Lo studio è stato condotto su 100 pazienti curati dall’ambulatorio pneumologico specialistico Post covid nella prima ondata della pandemia; gli stessi pazienti sono stati esaminati a 2 mesi e a 6 mesi dalla dimissione, al fine di valutare e studiare l’evoluzione radiologica della polmonite da Covid-19. Nel dettaglio. Due mesi dopo l’uscita dall’ospedale sono state eseguiti visita, prove di funzionalità respiratoria, test del cammino dei 6 mesi, ecografia polmonare e radiografia del torace. Dopo 6 mesi, invece, la valutazione ha incluso una Tc torace ad alta risoluzione.

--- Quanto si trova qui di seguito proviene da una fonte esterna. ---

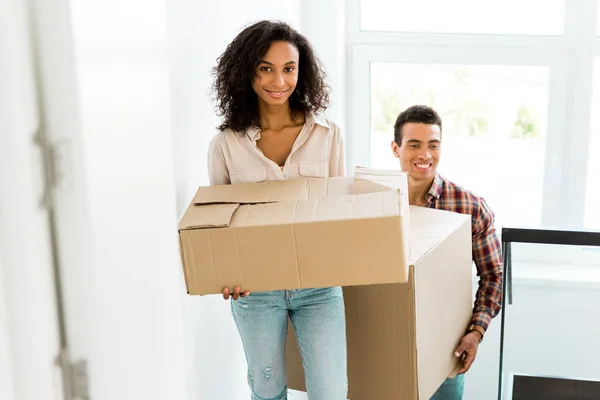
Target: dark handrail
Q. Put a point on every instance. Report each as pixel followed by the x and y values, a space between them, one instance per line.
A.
pixel 550 236
pixel 538 236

Dallo studio si rileva come le prove di funzionalità respiratorie documentano un significativo miglioramento da 2 a 6 mesi, mostrando nell’86% dei pazienti una spirometria nella norma dopo 6 mesi dalla dimissione. Il test del cammino dei 6 minuti, che valuta la tolleranza e la saturazione sotto sforzo, evidenzia che i pazienti colpiti dalle forme più gravi di polmonite interstiziale, dopo i 2 mesi dall’uscita dall’ospedale, percorrono distanze inferiori; dati che tendono a migliorare con il passare del tempo. I ricercatori sottolineano come per nessuno dei 100 pazienti la malattia da Covid è stata una semplice polmonite, ma una seria malattia che ha creato profonde ferite, nel corpo e nella mente, e cicatrici probabilmente indelebili.